Reparación de la cisterna del inodoro

La reparación de la cisterna del inodoro es una tarea bastante frecuente de fontanería que puedes realizar tú mismo. Si el problema es una fuga, se pueden cambiar las juntas de goma que hay alrededor del tanque y que pueden estar fallando por la dureza del agua y por los minerales de la misma. En este caso solo vas a necesitar una llave ajustable, un destornillador, un cepillo de cerdas, vinagre blanco, trapos y una esponja. A continuación en fontaneria Ciempozuelos vamos a decirte los pasos que tienes que seguir para reparar la cisterna.

Lo primero que debes hacer es cerrar el paso del agua para trabajar bien. Para ello solo hay que girarla en el sentido en el que van las agujas del reloj. Después vacía el agua que haya en la cisterna y usa una esponja para que el agua que haya podido quedar dentro se absorba. Usa una llave ajustable para sujetar la tuerca que se encuentra ubicada en la parte baja del perno del tanque de la cisterna.

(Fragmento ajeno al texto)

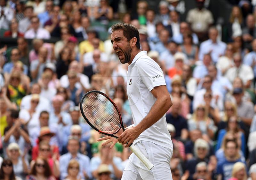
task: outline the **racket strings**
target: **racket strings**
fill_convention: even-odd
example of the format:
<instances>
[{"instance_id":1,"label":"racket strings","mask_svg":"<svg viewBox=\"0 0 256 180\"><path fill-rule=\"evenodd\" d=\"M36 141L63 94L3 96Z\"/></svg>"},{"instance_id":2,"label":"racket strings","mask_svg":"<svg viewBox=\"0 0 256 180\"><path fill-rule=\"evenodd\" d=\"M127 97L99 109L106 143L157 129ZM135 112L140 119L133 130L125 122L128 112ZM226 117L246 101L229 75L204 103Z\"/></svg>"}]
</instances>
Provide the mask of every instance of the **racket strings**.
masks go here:
<instances>
[{"instance_id":1,"label":"racket strings","mask_svg":"<svg viewBox=\"0 0 256 180\"><path fill-rule=\"evenodd\" d=\"M121 126L119 114L105 96L96 92L83 100L83 111L90 122L100 131L109 134L117 132Z\"/></svg>"}]
</instances>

A continuación usa el destornillador para aflojar los tornillos que hay dentro del tanque y repite el proceso para quitar el segundo perno. Quita el tanque de la taza y la arandela. Puedes usar la llave ajustable para que sea más sencillo. Coloca la arandela nueva y apriétala sobre la tuerca.

Usa el cepillo de cerdas, que sean pequeñas, para raspara las juntas más viejas que se hayan podido quedar pegadas tanto en el exterior como en el interior del tanque, ya que vas a necesitar que la superficie esté totalmente limpia para poner la nueva junta y sellarla de manera adecuada. Asegúrate que todas las juntas queden perfectamente encajadas en los pernos.

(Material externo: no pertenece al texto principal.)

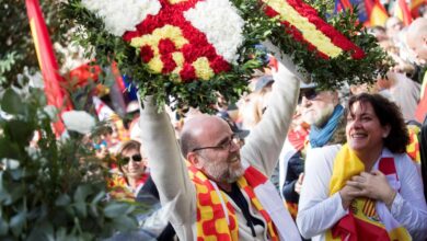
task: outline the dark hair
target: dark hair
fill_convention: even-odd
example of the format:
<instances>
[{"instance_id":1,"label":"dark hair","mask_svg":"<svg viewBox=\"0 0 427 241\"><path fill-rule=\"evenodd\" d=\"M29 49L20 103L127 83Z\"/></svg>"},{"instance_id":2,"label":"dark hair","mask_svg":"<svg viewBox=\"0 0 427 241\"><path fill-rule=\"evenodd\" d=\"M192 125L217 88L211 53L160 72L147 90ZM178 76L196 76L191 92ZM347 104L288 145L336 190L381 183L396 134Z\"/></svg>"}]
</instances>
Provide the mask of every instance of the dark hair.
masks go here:
<instances>
[{"instance_id":1,"label":"dark hair","mask_svg":"<svg viewBox=\"0 0 427 241\"><path fill-rule=\"evenodd\" d=\"M128 141L122 144L117 153L122 154L124 151L127 151L127 150L138 150L139 151L140 148L141 148L141 144L139 141L128 140Z\"/></svg>"},{"instance_id":2,"label":"dark hair","mask_svg":"<svg viewBox=\"0 0 427 241\"><path fill-rule=\"evenodd\" d=\"M384 146L393 153L405 153L409 144L409 135L400 107L380 94L361 93L348 100L347 114L356 103L370 103L382 126L390 126L390 134L384 139Z\"/></svg>"}]
</instances>

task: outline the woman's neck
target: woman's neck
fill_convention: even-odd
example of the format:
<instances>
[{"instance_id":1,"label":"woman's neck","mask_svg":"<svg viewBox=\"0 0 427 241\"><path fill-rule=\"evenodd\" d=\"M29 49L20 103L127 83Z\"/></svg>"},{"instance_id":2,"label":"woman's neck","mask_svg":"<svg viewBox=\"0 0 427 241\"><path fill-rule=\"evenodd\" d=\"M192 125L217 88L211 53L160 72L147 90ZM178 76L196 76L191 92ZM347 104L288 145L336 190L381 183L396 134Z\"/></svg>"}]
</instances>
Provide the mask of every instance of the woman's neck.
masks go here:
<instances>
[{"instance_id":1,"label":"woman's neck","mask_svg":"<svg viewBox=\"0 0 427 241\"><path fill-rule=\"evenodd\" d=\"M376 164L377 160L381 157L382 147L370 149L369 151L356 152L356 156L365 164L365 171L370 172Z\"/></svg>"},{"instance_id":2,"label":"woman's neck","mask_svg":"<svg viewBox=\"0 0 427 241\"><path fill-rule=\"evenodd\" d=\"M141 176L138 176L138 177L130 177L130 176L128 176L127 177L127 182L128 182L128 184L129 184L129 186L131 187L131 188L137 188L138 187L138 185L139 185L139 180L142 177L142 175Z\"/></svg>"}]
</instances>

Mete cada perno en el agujero correspondiente de la parte interior e inferior del tanque y coloca de nuevo las tuercas. Aprieta con suavidad hasta que esté perfectamente ajustadas. Coloca el tanque en la taza del inodoro de nuevo. Para ello aprieta los tornillos así como las tuercas con la ayuda del destornillador y de la llave ajustable hasta que todas las juntas estén asentadas. Recuerda por último, que no tienes que apretar demasiado los tornillos para fijar el tanque ya que éste podría romperse.